Two of Garfield County’s three county commissioners agreed this week to support a federally funded air quality study, only a week after the board voted unanimously to discontinue a broader health study on the effects of oil and gas development in the Battlement Mesa area.

Commissioners Tom Jankovsky and Mike Samson agreed to send a letter of support for a grant application by the Colorado Department of Public Health and Environment, which is seeking a $650,000 to $700,000 grant from the U.S. Environmental Protection Agency.

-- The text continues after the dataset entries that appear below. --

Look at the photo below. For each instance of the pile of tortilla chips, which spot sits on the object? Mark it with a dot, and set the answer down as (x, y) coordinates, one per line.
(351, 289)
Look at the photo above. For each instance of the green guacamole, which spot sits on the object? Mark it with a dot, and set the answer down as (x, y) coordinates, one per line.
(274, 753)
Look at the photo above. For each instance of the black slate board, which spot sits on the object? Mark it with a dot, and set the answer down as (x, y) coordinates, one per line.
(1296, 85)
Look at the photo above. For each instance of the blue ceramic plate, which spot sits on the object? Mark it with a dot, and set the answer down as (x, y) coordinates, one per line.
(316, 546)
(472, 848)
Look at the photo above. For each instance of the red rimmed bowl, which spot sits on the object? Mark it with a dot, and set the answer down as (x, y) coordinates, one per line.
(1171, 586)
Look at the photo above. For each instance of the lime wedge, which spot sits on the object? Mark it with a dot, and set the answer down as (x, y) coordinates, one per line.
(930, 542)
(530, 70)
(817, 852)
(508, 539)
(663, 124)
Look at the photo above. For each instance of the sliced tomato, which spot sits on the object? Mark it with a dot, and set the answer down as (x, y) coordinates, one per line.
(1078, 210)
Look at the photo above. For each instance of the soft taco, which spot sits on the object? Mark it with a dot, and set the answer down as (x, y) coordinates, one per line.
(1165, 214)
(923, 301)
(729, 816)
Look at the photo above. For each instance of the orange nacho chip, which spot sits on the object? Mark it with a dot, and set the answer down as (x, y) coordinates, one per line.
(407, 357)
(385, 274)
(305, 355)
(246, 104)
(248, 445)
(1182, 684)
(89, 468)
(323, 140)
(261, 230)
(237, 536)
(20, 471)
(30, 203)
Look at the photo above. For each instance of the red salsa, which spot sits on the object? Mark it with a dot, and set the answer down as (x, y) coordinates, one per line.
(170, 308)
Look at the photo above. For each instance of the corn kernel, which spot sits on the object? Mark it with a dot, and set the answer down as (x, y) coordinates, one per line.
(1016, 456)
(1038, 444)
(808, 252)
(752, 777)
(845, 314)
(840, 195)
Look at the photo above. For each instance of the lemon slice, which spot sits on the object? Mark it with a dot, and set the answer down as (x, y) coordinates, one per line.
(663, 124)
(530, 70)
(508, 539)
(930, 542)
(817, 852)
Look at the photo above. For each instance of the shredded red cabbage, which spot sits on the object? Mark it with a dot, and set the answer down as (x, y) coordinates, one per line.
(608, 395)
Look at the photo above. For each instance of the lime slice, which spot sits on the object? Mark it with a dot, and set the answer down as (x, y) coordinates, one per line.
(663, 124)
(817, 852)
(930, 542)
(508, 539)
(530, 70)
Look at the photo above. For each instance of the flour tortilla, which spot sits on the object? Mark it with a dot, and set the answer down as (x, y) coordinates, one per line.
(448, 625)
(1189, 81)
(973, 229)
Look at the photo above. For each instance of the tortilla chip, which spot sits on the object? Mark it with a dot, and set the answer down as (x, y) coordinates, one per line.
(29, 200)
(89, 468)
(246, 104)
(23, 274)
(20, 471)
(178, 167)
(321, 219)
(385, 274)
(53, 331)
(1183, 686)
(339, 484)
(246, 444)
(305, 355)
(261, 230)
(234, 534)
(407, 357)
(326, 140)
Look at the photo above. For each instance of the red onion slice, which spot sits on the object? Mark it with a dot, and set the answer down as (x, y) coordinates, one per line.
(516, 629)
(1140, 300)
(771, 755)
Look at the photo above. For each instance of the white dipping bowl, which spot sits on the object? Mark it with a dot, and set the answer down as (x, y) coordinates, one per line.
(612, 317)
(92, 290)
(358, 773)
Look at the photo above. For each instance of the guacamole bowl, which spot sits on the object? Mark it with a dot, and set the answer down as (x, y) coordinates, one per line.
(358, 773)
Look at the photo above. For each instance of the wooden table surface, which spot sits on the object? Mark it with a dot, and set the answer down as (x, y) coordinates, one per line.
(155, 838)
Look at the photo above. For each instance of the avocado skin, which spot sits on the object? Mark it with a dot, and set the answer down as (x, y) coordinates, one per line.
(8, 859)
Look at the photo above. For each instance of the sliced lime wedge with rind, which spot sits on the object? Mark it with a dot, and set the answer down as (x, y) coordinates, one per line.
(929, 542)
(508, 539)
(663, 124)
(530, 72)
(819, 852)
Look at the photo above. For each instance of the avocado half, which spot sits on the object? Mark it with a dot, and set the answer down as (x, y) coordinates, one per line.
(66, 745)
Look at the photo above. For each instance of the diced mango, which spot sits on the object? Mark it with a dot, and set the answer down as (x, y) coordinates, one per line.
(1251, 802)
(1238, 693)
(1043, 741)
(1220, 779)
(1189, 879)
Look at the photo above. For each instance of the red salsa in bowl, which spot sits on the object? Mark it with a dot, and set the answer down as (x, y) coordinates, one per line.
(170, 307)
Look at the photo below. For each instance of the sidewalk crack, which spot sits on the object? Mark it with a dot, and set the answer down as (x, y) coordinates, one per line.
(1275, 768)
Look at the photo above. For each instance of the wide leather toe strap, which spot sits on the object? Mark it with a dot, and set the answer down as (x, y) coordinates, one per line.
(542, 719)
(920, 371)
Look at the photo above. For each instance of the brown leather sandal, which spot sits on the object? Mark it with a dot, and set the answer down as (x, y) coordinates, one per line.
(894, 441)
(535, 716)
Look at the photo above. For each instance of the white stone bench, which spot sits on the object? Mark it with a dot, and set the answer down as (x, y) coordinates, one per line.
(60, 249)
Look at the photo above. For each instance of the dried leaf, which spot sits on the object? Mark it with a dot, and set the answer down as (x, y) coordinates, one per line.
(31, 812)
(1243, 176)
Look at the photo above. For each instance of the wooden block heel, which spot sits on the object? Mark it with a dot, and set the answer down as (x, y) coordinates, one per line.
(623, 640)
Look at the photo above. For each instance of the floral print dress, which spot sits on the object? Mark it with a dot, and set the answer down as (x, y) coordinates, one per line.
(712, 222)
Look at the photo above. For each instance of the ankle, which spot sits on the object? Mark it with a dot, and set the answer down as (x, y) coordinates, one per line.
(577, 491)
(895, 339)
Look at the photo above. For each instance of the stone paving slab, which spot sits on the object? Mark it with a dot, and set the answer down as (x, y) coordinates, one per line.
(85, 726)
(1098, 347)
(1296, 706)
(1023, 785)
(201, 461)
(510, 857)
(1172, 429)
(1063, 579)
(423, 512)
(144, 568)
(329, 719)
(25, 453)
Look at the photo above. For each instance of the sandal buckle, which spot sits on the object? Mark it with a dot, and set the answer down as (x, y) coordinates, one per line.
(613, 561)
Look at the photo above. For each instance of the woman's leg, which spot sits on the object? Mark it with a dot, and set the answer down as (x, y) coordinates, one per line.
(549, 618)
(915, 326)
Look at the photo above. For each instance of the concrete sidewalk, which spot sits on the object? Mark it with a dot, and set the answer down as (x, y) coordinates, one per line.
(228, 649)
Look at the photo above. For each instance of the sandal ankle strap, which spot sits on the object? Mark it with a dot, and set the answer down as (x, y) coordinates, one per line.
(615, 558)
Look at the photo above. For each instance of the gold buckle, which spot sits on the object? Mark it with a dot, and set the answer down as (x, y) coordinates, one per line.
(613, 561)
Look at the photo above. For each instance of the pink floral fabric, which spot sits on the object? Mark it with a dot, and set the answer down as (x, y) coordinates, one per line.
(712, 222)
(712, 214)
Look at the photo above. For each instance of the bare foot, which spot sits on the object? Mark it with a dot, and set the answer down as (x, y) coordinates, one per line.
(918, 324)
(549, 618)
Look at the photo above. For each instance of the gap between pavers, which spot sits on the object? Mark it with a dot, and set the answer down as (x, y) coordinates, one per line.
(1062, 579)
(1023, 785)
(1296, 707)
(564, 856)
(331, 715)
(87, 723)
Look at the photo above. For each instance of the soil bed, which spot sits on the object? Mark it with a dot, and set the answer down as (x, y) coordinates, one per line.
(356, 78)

The grant would pay for a study of air quality impacts from the oil and gas industry in Garfield County, in an effort to determine if the industry’s activities are sending pollutants or toxins into the ambient air, according to Jim Rada, the county’s environmental health manager.



Rada said the funds, which would be managed by the state health department, would pay for a three-year study that might focus on Battlement Mesa, or be applied to other parts of the county.

The Garfield County Health Department would be in charge of collecting air samples to be sent to a laboratory for analysis, Rada continued. The Colorado School of Public Health would handle community outreach meetings and write a final report outlining the study’s findings.



The Colorado School of Public Health is the same organization that was conducting a Health Impact Assessment of planned gas drilling activities in Battlement Mesa.

Known as the HIA, that study was cut short by the county commissioners on May 2, before it had been completed.

Jankovsky asked whether the School of Public Health could deliver an unbiased report in this new air quality study given the criticism surrounding the HIA.

Rada said there would be “no opportunity for bias” to mar the study, because it would be based on data from the samples of air.

Commissioner John Martin voted against the letter of support for the grant application on the grounds that it involves federal funding.

“We should not go to the federal government for funding. I don’t like using federal dollars because there are strings attached.”

Rada said it would be perhaps two and a half months before the state health department will learn whether its grant application is successful.